COVID has sucked. If you are involved in the hospitality industry, supporting workers in their offices, or in a face-to-face service role, it is likely that your position has been upended or eliminated. Many of our favorite restaurants have not been able to weather the reduction in cash flow and closed their doors. The dry-cleaning industry, only recently recovered from the impact of municipal smoking-bans, has seen 50% of its stores shutter. And elegant office buildings cannot give away office space.
Yet there are opportunities in COVID. Many companies are rethinking the changing needs of their customers or identified emerging markets and making clever pivots. The element that most success stories have in common is the elimination of intellectual obstacles.
The more common physical obstacle does not care about COVID. The speed of light has not changed. Trucks cannot carry any more than before. Solar and wind energy have not gotten any more efficient. And the human body still breaks down in the same ways. But obstacles that existed because people believed they should exist have been turned on their heads.
The most obvious example is the previously maligned and decades old video-meeting industry. Sales managers used to be adamant that a face-to-face meeting should never be replaced with a phone call. Executives were certain that zoom-meetings were unreliable and ineffective. Yet now both have been forced to learn, embrace, and acknowledge the efficacy and efficiency of phones and computers to conduct live meetings.
Tele-medicine is another example of an industry that has taken advantage of the removal of intellectual obstacles. The American Medical Association and government regulators consistently blocked this industry’s advance on the grounds that face-to-face medical conversations and state-specific licensing of doctors were superior and required. But both of those written-in-stone objections dissolved like Berry-Blue Jell-o in a swimming pool once it was realized that patient visits spread the disease and placed doctor and patient at risk.
Intellectual obstacles have fallen in the medical industry in the past. Once the idea of a home pregnancy test was opposed. It was well-regarded that a positive test needed to be accompanied with a conversation on prenatal health and best practices. But a private little revolution happened in the early 80s and health experts came to realize that early pregnancy detection was more important than informed pregnancy detection. Still, most tests that can be done at home are not allowed. Expect advancements in COVID home-testing to pressure the elimination of that obstacle across the field.
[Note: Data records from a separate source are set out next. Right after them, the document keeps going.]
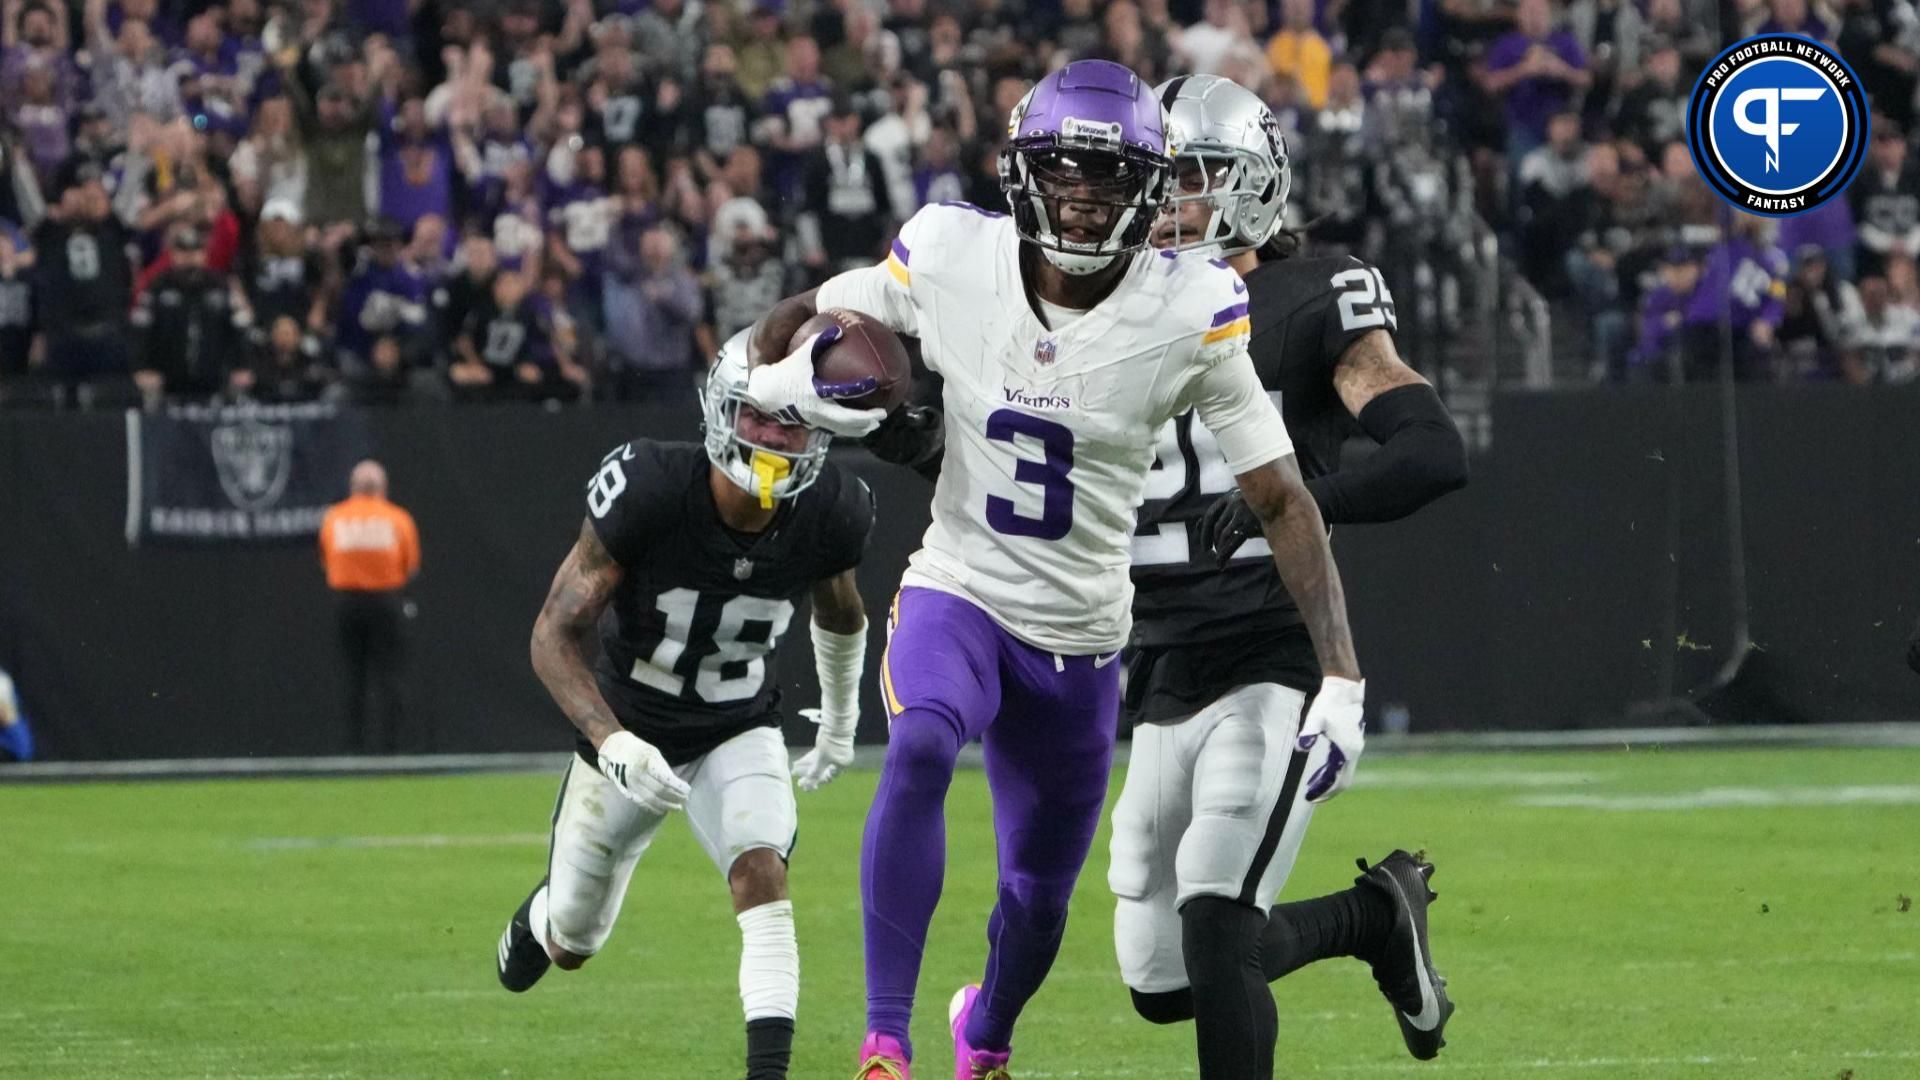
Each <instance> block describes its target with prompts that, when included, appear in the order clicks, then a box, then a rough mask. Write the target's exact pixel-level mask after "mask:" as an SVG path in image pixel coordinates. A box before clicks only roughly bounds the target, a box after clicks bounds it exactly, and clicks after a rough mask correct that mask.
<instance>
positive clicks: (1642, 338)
mask: <svg viewBox="0 0 1920 1080" xmlns="http://www.w3.org/2000/svg"><path fill="white" fill-rule="evenodd" d="M1695 292H1699V256H1697V254H1695V252H1693V250H1692V248H1686V246H1678V244H1676V246H1674V248H1670V250H1668V252H1667V256H1665V258H1663V259H1661V282H1659V284H1657V286H1653V288H1651V290H1649V292H1647V296H1645V298H1644V300H1642V304H1640V340H1638V342H1636V344H1634V357H1632V367H1630V375H1628V377H1630V379H1657V380H1661V382H1668V380H1672V377H1674V375H1678V373H1680V369H1682V365H1680V346H1682V336H1684V331H1686V311H1688V307H1692V306H1693V294H1695Z"/></svg>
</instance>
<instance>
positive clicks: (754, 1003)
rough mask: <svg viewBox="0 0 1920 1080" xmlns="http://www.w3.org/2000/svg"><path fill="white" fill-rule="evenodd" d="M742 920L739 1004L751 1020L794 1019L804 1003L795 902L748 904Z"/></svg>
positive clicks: (776, 901) (740, 921)
mask: <svg viewBox="0 0 1920 1080" xmlns="http://www.w3.org/2000/svg"><path fill="white" fill-rule="evenodd" d="M735 920H737V922H739V1003H741V1009H745V1011H747V1019H749V1020H760V1019H768V1017H783V1019H787V1020H791V1019H793V1015H795V1011H797V1009H799V1005H801V944H799V940H797V938H795V936H793V901H791V899H776V901H774V903H762V905H760V907H749V909H747V911H741V913H739V917H737V919H735Z"/></svg>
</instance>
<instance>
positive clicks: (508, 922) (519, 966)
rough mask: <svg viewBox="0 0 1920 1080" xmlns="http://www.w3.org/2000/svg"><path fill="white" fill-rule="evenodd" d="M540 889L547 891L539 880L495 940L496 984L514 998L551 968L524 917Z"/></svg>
mask: <svg viewBox="0 0 1920 1080" xmlns="http://www.w3.org/2000/svg"><path fill="white" fill-rule="evenodd" d="M543 888H547V880H545V878H541V880H540V886H536V888H534V892H530V894H526V899H524V901H520V911H515V913H513V920H509V922H507V930H505V932H501V936H499V984H501V986H505V988H507V990H513V992H515V994H524V992H526V990H528V988H532V986H534V984H536V982H540V976H543V974H547V969H549V967H553V957H549V955H547V949H545V947H543V945H541V944H540V940H536V938H534V926H532V920H530V919H528V913H530V911H532V909H534V897H536V896H540V890H543Z"/></svg>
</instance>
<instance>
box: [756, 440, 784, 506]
mask: <svg viewBox="0 0 1920 1080" xmlns="http://www.w3.org/2000/svg"><path fill="white" fill-rule="evenodd" d="M791 471H793V461H789V459H785V457H781V455H780V454H768V452H764V450H755V452H753V486H755V494H758V496H760V509H774V484H778V482H780V480H785V479H787V473H791Z"/></svg>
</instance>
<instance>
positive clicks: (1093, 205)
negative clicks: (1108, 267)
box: [1000, 60, 1173, 275]
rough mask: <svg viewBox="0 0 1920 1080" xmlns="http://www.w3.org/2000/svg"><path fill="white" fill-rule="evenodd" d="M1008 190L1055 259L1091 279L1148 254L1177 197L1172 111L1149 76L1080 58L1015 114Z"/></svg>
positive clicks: (1031, 243) (1016, 222)
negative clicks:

Another observable example of the elimination of intellectual obstacles is the relaxation of laws surrounding outdoor dining. Restaurant owners and politicians once accepted the agreement that sidewalks should never be blocked by tables, bus stations or any private business’s object of necessity. Table distance, property lines, and fencing were written into law and fiercely regulated.
But with COVID came the upset of that intellectual obstacle. Even the fiercest regulators understand that haphazard outdoor dining may be the only chance most restaurants have to survive – and they agree that their community is better off with restaurants! The creative things restaurants in my neighborhood have done would have been unthinkable a year ago. Plastic igloos completely block sidewalks sending pedestrians into the street or they sit in the street sending traffic around. Others have placed tables on land they don’t own or was inappropriate for dining. Non-code garden sheds, portable cabanas, and makeshift tents now house space heaters, picnic tables, and cute wintery decorations. In some cases (i.e., Camp Lottie’s) what restaurant entrepreneurs have come up with is better than what they had before COVID!
These examples do not just represent a few specific changes to age-old ways of doing things. They represent a change in the way business leaders should think about improving sales, efficiency, and finding new markets. Almost every rule that was once sacred is now open for discussion.
What should you do? Question, Try, Invest.
Successful leaders will not pass on this opportunity. Look at your business model, the way you produce, and the way you sell. Where are the intellectual obstacles in your system? What rules might not matter any-more? Engage your regulators and learn where they have moved the lines. Then consider challenging them to move the lines further. Think about how once unacceptable technology interfaces or automation can be implemented.
Once you have identified potential soft spots in the metaphorical walls limiting your operation, try to pierce them. Build a cheap app that avoids face-to-face contact and coincidentally also reduces costs. Try an automation idea that prevents COVID transmission even if it displaces a job. Test the waters vertically and horizontally. Throw a picnic table onto the sidewalk. Break some rules. See what takes.
And finally, make bets on what you have learned. The successful companies are going to come out of COVID with a business model that takes them in fundamentally different directions. They will discover that once half-baked acquisitions are now clever. They will learn that the time until positive ROIs, once measured in years, can now be measured in months.
You know that adage “change or die?” It’s never been truer. There may only be three paths forward: become a change leader, become an acquisition target, or go away. Which road should your company be taking as you navigate your way out of COVID?